I am using a MacBook Pro and with Environment variables configured in my ~/.zshrc for my small little POC:

export PYSPARK_PYTHON=<poetry_python_path>/bin/python3
export PYSPARK_DRIVER=<poetry_python_path>/bin/python3
export JAVA_HOME="/Library/Java/JavaVirtualMachines/adoptopenjdk-8.jdk/Contents/Home"
export SPARK_HOME=<poetry_python_path>/site-packages/pyspark
export PYARROW_IGNORE_TIMEZONE=1

I setup a small pyspark project, where I create my spark_session:

from pyspark.sql import SparkSession
import findspark
import boto3


def create_session() -> SparkSession:
    findspark.init()

    spark_session = SparkSession.builder.appName("delta_session") \
        .master("local[*]") \
        .getOrCreate()

    sparkContext = spark_session.sparkContext

    boto_default_session = boto3.setup_default_session()
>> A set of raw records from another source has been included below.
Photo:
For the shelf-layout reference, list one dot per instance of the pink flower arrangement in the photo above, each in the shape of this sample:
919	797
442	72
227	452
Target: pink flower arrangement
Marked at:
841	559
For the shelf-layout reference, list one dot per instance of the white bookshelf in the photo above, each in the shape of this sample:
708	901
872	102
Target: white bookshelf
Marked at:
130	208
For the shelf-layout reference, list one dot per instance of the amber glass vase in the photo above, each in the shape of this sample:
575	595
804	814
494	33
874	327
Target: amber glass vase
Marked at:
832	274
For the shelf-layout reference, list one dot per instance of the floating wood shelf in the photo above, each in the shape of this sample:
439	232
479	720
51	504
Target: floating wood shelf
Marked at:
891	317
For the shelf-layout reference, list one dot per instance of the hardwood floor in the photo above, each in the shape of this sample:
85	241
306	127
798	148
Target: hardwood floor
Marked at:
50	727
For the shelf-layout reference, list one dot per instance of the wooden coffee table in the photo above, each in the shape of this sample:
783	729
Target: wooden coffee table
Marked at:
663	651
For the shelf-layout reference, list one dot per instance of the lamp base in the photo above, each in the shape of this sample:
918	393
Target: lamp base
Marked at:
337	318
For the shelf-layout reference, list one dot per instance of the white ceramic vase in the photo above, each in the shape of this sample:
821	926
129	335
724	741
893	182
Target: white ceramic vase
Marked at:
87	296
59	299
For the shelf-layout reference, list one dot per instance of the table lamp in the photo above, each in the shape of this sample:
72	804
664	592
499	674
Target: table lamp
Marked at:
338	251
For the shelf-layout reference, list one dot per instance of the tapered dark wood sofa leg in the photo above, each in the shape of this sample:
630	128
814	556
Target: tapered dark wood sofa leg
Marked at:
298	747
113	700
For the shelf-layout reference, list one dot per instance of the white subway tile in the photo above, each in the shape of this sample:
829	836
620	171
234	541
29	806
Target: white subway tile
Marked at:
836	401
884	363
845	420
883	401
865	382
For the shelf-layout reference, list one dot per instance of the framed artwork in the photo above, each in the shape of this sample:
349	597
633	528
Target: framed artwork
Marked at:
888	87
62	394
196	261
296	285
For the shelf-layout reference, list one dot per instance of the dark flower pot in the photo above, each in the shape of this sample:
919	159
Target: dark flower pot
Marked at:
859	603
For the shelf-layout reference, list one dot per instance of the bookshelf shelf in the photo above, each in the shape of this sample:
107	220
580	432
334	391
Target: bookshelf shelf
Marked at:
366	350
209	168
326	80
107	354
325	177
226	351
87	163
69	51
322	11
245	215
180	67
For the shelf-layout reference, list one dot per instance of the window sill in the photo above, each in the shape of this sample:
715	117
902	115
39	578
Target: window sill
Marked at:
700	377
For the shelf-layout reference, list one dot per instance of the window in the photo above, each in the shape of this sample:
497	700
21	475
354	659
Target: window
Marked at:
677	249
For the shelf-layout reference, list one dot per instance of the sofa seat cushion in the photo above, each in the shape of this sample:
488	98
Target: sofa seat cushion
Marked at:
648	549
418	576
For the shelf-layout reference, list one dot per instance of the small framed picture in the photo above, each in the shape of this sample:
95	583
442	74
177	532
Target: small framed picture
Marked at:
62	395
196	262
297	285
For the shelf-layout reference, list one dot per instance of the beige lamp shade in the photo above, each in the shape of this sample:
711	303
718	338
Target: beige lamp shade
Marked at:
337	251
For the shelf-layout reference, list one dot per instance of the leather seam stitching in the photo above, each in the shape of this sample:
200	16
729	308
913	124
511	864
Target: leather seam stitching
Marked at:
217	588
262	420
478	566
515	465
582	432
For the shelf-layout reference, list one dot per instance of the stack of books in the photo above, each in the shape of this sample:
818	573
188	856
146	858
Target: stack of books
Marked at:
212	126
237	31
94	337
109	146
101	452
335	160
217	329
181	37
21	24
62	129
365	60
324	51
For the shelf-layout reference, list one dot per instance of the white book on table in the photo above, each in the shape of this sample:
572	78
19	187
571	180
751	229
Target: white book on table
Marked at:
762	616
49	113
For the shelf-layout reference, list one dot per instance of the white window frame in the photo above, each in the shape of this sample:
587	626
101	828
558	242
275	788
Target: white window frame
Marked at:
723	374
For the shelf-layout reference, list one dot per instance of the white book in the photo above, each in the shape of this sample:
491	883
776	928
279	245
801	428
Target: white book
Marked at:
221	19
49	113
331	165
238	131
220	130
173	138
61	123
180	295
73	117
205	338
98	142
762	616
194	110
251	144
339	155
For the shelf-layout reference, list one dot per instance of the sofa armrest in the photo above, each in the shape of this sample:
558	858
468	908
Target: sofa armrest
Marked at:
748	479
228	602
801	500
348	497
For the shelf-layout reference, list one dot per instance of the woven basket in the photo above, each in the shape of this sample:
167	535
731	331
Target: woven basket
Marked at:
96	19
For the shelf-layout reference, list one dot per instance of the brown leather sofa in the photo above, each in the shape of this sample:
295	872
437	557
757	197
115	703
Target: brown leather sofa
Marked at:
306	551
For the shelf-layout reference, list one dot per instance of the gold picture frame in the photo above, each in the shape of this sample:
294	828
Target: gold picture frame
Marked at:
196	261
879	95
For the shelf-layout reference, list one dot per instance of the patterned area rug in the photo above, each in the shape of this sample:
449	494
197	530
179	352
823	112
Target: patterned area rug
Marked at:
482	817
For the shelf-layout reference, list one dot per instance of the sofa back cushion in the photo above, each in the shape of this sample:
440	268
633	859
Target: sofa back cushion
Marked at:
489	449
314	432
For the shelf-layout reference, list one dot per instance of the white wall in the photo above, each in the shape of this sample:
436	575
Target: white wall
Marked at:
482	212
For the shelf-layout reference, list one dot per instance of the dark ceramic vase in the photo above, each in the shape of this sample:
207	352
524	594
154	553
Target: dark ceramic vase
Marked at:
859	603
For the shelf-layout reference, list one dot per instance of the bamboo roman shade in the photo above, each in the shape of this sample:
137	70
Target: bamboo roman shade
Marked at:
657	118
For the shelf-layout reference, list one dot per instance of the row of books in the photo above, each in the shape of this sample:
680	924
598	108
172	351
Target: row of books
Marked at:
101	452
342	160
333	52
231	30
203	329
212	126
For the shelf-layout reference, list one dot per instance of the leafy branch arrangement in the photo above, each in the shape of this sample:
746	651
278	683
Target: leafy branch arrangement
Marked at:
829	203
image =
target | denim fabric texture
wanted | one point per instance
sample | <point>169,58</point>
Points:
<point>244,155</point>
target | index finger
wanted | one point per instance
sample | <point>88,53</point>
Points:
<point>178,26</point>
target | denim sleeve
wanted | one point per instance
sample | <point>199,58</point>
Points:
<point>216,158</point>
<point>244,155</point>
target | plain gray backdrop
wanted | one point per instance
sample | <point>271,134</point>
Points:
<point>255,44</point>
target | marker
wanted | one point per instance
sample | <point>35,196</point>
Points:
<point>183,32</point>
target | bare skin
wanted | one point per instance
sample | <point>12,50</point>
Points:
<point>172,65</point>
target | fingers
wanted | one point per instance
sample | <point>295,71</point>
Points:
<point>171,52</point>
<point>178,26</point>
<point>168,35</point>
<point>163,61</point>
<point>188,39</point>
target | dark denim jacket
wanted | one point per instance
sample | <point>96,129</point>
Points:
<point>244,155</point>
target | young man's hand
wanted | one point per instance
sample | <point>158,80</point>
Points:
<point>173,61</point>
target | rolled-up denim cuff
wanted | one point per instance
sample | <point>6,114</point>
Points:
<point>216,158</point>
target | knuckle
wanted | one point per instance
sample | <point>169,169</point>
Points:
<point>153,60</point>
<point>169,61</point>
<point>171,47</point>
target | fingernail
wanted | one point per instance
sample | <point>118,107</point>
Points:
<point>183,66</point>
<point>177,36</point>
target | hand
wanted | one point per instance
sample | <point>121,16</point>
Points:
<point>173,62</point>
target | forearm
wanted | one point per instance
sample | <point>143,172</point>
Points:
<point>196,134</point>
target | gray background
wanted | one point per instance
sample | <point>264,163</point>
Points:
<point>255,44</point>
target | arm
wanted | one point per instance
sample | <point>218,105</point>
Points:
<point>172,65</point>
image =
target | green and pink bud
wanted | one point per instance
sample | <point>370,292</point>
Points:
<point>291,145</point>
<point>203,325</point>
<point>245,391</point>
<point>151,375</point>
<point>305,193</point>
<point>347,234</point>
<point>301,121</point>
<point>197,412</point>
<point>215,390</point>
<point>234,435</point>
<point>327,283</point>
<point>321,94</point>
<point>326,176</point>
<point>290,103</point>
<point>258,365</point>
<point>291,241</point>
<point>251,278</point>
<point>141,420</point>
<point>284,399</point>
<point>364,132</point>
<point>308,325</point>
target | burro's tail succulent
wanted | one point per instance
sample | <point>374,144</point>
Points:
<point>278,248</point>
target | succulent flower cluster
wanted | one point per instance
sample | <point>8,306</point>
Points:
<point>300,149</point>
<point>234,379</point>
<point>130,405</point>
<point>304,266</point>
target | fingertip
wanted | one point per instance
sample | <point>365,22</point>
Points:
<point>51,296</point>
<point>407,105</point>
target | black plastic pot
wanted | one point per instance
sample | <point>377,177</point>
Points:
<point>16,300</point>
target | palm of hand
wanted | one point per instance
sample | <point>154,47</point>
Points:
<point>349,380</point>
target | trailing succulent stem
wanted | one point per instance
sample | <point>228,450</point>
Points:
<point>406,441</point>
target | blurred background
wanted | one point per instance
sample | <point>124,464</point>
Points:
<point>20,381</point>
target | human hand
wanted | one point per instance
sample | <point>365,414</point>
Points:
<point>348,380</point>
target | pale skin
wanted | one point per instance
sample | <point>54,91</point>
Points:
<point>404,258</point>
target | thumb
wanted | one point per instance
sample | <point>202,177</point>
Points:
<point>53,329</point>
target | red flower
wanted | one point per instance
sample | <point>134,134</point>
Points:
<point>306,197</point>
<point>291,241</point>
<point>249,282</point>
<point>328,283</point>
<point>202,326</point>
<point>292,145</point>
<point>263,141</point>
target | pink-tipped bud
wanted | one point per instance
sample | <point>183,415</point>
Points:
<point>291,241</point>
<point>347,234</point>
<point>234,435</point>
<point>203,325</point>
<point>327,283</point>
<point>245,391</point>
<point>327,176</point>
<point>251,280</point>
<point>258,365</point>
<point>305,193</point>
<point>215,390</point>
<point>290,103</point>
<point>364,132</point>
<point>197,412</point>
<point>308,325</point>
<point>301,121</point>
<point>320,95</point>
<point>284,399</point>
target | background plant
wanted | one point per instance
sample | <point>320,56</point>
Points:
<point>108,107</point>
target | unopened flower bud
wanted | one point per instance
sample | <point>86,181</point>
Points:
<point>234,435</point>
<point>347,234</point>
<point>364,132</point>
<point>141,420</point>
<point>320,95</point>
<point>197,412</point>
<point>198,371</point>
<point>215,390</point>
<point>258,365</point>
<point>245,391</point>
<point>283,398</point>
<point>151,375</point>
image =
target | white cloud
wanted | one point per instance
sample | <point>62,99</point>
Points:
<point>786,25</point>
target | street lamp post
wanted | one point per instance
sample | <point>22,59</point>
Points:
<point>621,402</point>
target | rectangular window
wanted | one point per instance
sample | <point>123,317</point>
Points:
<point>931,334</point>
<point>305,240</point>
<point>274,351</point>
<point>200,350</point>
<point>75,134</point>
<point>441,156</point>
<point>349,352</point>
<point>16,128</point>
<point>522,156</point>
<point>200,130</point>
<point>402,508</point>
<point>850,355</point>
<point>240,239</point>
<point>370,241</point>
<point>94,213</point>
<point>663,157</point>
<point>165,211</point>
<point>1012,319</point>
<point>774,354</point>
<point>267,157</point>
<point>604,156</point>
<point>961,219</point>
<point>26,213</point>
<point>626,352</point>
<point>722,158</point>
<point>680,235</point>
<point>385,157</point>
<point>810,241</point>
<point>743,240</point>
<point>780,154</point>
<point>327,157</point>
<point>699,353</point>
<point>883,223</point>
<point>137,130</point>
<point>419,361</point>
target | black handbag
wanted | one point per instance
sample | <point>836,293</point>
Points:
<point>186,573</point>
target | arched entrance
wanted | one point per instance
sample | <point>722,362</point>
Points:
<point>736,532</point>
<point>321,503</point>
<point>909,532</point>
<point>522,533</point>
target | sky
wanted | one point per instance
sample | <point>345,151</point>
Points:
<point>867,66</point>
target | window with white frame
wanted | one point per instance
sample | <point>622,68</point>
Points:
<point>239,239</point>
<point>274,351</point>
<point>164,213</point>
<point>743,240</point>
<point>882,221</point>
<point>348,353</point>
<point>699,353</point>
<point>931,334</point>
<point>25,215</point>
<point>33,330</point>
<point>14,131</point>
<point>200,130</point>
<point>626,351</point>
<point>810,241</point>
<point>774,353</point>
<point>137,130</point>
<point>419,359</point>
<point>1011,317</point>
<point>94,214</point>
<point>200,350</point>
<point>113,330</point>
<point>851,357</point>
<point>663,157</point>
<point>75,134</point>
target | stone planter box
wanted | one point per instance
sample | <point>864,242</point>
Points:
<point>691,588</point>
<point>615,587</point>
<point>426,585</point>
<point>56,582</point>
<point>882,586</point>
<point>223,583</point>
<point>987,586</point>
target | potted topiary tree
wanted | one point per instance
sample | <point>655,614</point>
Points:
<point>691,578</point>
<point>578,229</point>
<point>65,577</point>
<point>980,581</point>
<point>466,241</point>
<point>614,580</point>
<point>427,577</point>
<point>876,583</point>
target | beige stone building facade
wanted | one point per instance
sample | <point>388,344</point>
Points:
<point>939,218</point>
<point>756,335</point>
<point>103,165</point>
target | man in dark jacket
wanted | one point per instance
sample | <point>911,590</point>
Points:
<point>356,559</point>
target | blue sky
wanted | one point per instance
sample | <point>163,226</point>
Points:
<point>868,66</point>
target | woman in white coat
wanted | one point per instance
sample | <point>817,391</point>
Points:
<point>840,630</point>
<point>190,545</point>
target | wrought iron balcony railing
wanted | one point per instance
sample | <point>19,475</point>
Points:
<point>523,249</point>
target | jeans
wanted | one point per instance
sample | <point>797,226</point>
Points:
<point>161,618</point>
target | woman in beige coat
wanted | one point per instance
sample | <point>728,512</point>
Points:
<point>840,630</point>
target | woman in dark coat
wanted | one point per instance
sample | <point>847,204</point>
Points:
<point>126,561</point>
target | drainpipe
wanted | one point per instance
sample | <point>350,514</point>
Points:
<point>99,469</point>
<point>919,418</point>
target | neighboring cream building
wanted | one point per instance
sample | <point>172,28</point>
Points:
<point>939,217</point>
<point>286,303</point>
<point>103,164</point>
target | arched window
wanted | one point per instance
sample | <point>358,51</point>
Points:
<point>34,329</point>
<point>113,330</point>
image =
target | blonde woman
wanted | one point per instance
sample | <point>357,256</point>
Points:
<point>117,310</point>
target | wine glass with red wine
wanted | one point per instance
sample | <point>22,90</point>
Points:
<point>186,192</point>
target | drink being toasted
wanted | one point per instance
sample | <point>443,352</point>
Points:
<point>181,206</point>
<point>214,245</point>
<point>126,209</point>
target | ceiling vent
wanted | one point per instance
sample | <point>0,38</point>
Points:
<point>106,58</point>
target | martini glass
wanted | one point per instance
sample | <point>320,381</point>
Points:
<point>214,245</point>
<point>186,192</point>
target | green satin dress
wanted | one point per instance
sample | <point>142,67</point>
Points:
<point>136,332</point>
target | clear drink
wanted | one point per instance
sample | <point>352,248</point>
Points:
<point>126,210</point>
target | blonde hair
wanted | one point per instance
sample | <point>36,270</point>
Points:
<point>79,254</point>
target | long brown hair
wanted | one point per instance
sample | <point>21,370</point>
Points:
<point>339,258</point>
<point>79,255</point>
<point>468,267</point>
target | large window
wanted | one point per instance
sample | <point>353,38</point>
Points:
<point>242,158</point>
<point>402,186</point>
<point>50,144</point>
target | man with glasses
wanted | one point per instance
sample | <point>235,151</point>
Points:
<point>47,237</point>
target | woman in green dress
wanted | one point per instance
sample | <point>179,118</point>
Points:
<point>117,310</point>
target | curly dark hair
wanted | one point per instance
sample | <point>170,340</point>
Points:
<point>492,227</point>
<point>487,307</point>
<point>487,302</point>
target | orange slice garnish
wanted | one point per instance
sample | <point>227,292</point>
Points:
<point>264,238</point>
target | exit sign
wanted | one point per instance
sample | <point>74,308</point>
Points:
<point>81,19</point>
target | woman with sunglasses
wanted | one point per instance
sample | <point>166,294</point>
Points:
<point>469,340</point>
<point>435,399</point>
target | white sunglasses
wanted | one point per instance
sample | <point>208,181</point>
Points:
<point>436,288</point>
    boto_session = boto3.Session(
        botocore_session=boto_default_session, profile_name="dev", region_name="eu-west-1"
    )
    credentials = boto_session.get_credentials()

    print(
        f"Hadoop version = {sparkContext._jvm.org.apache.hadoop.util.VersionInfo.getVersion()}"
    )

    hadoopConfiguration = sparkContext._jsc.hadoopConfiguration()
    hadoopConfiguration.set(
        "fs.s3a.aws.credentials.provider", 
        "com.amazonaws.auth.profile.ProfileCredentialsProvider"
    )
    hadoopConfiguration.set("fs.s3.impl", "org.apache.hadoop.fs.s3native.NativeS3FileSystem")
    hadoopConfiguration.set("fs.s3a.awsAccessKeyId", credentials.access_key)
    hadoopConfiguration.set("fs.s3a.awsSecretAccessKey", credentials.secret_key)
    hadoopConfiguration.set("fs.s3a.endpoint", "s3.amazonaws.com")

    return spark_session

I then run:

spark_session = create_session()

from delta.tables import *

delta_table = DeltaTable.forPath(spark_session, "s3a://<my-path-to-delta-table>")

# This works
df = delta_table.toDF()
print(df.show(10))

# This fails
delta_table.generate("symlink_format_manifest")
  1. I am able to retrieve the delta files and create a DataFrame, all looks good.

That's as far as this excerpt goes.